Abstract

The Niagaran formation in the Michigan basin is comprised of Silurian Pinnacle reefs. It is a heterogeneous carbonate formation with the majority being dolomite. There are two Niagaran plays in Michigan, the Northern Play and the Southern Play. Past stimulation treatments on the Niagaran have consisted of mainly hydrochloric acid at concentrations of 15–28%. Most treatments were kept to matrix conditions due to water zones in close proximity. These treatments usually yield marginal results due to the acid being spent mostly near well bore. Gelled, crosslinked or emulsified acid are good solutions for this problem but can also leave some damage behind. Acid gelled with surfactants can yield similar results and be easier to clean up.

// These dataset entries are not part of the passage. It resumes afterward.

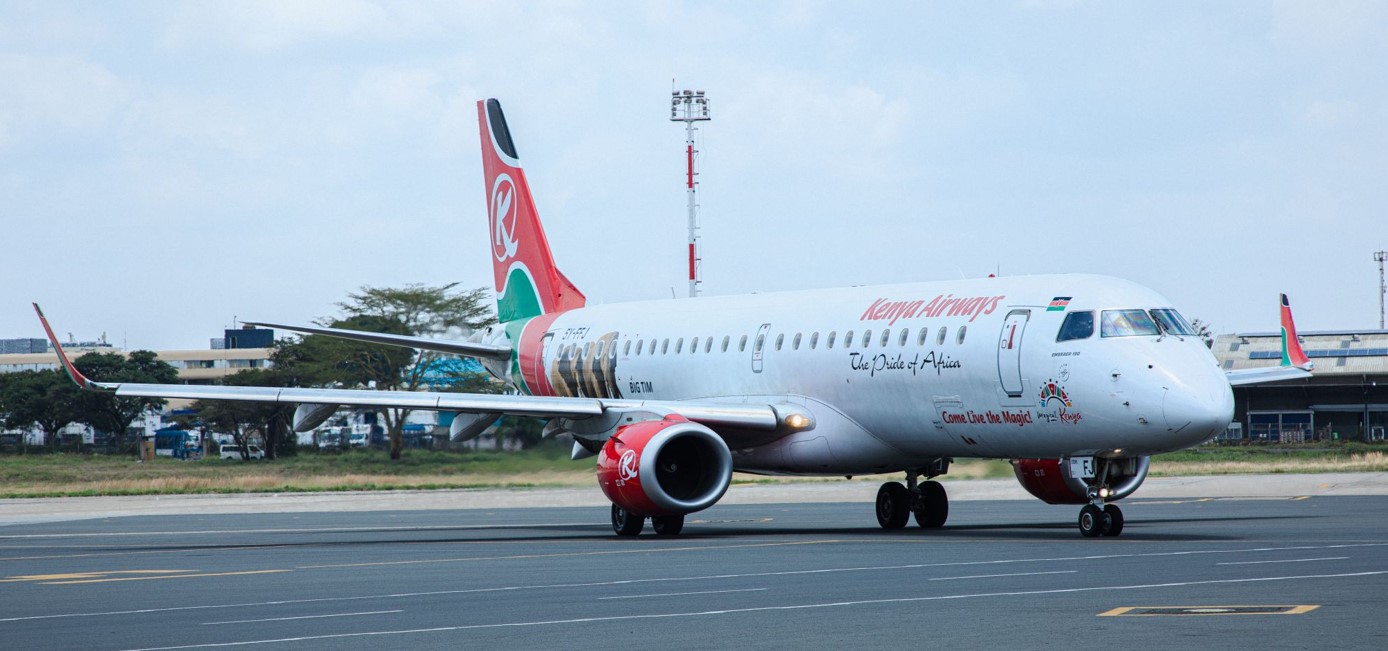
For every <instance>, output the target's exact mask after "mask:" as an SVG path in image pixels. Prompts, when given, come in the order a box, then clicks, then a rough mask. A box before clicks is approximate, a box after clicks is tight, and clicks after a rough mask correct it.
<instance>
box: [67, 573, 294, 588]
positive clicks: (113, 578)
mask: <svg viewBox="0 0 1388 651" xmlns="http://www.w3.org/2000/svg"><path fill="white" fill-rule="evenodd" d="M282 572H293V570H291V569H250V570H246V572H208V573H203V575H164V576H122V577H111V579H79V580H67V582H43V584H44V586H74V584H79V583H117V582H153V580H162V579H201V577H204V576H246V575H278V573H282Z"/></svg>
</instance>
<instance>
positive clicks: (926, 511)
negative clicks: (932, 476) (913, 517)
mask: <svg viewBox="0 0 1388 651" xmlns="http://www.w3.org/2000/svg"><path fill="white" fill-rule="evenodd" d="M915 515H916V525H920V526H922V527H924V529H938V527H941V526H944V525H945V521H947V519H949V496H947V494H945V487H944V486H941V484H940V482H923V483H922V484H920V508H917V509H916V512H915Z"/></svg>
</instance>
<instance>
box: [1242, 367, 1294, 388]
mask: <svg viewBox="0 0 1388 651" xmlns="http://www.w3.org/2000/svg"><path fill="white" fill-rule="evenodd" d="M1310 375H1312V373H1310V371H1306V369H1303V368H1296V366H1269V368H1244V369H1238V371H1224V376H1226V378H1228V383H1230V384H1233V386H1244V384H1264V383H1269V382H1281V380H1296V379H1302V378H1310Z"/></svg>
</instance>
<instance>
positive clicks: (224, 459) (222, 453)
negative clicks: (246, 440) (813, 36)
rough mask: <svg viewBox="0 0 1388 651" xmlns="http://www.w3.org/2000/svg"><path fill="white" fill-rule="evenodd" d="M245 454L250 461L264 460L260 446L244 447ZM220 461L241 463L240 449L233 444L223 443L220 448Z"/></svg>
mask: <svg viewBox="0 0 1388 651" xmlns="http://www.w3.org/2000/svg"><path fill="white" fill-rule="evenodd" d="M246 450H247V454H246V457H248V458H250V459H251V461H257V459H264V458H265V451H264V450H261V447H260V446H246ZM221 454H222V461H242V458H243V457H242V447H240V446H237V444H235V443H223V444H222V447H221Z"/></svg>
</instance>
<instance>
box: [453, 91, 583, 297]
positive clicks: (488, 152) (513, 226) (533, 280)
mask: <svg viewBox="0 0 1388 651" xmlns="http://www.w3.org/2000/svg"><path fill="white" fill-rule="evenodd" d="M477 125H479V128H480V129H482V168H483V172H484V174H486V180H487V219H489V223H490V226H491V262H493V269H494V271H496V282H497V319H498V321H501V322H502V323H504V322H508V321H516V319H525V318H530V316H539V315H541V314H547V312H557V311H564V310H573V308H579V307H583V304H584V297H583V293H582V291H579V289H577V287H575V286H573V283H572V282H569V279H568V278H565V276H564V273H561V272H559V269H558V267H555V265H554V257H552V255H551V254H550V243H548V242H547V240H545V237H544V229H543V228H541V226H540V215H539V212H536V210H534V198H532V197H530V185H529V183H527V182H526V178H525V171H523V169H521V160H519V157H518V155H516V147H515V143H514V142H512V140H511V129H508V128H507V118H505V115H504V114H502V112H501V103H498V101H497V100H482V101H477Z"/></svg>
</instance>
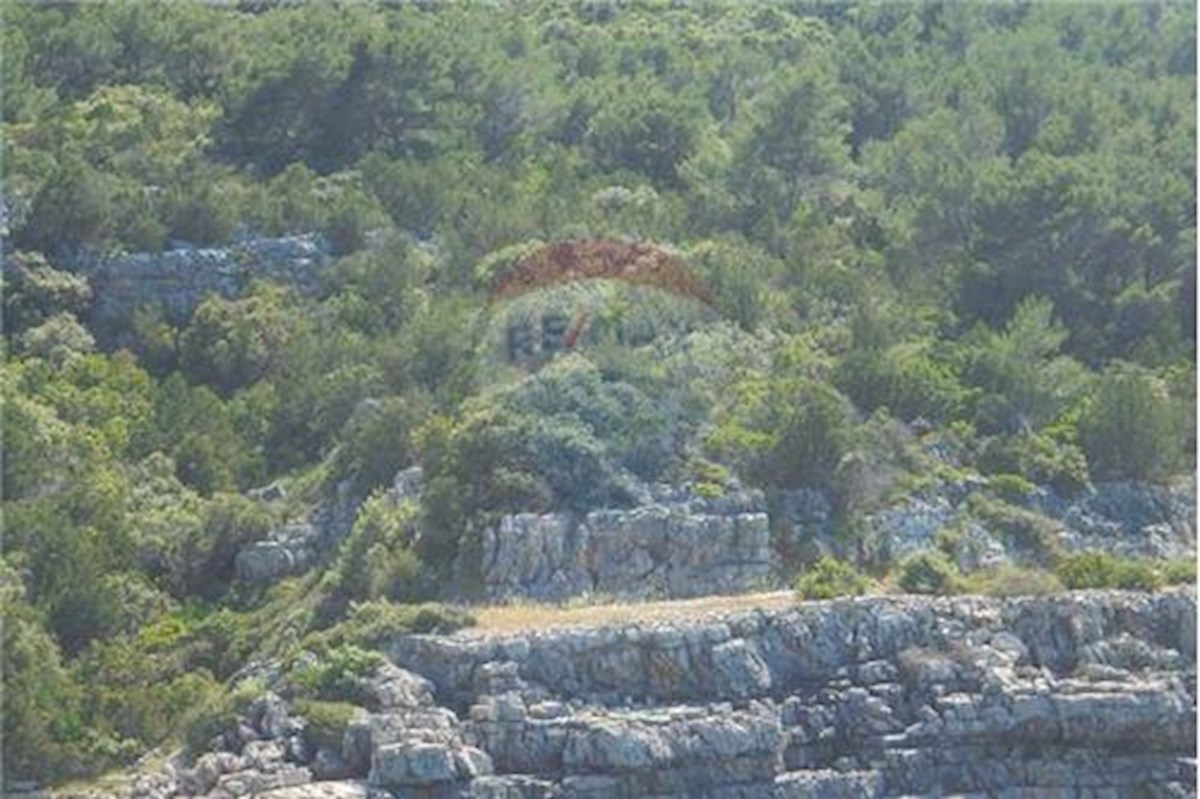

This paper will provide some background on the Niagaran formation and historical treatments. The paper will explain the chemistry behind viscoelastic surfactant-based acid systems and will provide detailed descriptions of the benefits of these types of systems. Production data from a well treated with both conventional acid and a viscoelastic acid system will be discussed. The paper will then conclude with a few words on the economics behind viscoelastic systems.

Introduction

Oil producing formations like the Michigan Basin's Niagaran Reef are getting more attention now than in the recent past. This attention is fueled by the recent down turn in gas pricing along with the fact that oil prices appear to be making an earlier comeback. When dealing with oil formations that produce less than spectacular amounts of oil per day, it is important to perform effective stimulation jobs that don't damage the formation.

Acidizing carbonate formations such as the Niagaran is an easy and usually inexpensive solution to stimulation. Finding the optimum acid blend for the formation, however, can sometimes be challenging. Regular hydrochloric acid mixed at concentrations of 15–28% works well in the Niagaran but may dissolve more near-wellbore formation rock and not reach out into the reservoir as desired. As a result, gelled, crosslinked or emulsified acids systems have demonstrated successes. One of the main benefits of using gelled, crosslinked or emulsified acid systems is that by encapsulating the acid, the contact time between the acid and formation rock can be delayed. This allows more time for the acid to reach out into the reservoir before spending itself by dissolving formation rock. The same effect could be accomplished with a weaker acid system, but by using an encapsulated acid system, strength isn't sacrificed. The only drawback to using encapsulated systems is breaking them. This is not an exact science. If they are not properly broken, they can leave damaging gels or emulsions, plugging off pore spaces and restricting formation fluid from flowing to the well bore. One solution to this problem is gelling systems with surfactants. A viscoelastic surfactant-based gelling system can achieve the same results as an encapsulated system but with better control over the break.

Viscoelastic surfactant-based systems use large loadings of surfactants to create a polymer-style gel. The benefit of this gel over normal polymer gels is that it is sensitive to pH and hydrocarbon. This means that in an acid system, as the pH changes, so do the gel characteristics. By the time the acid system has reached a neutral pH, the gel will have broken back to a liquid form. If for some reason some gel remains, the system's hydrocarbon sensitivity means it will break when it comes in contact with formation fluids.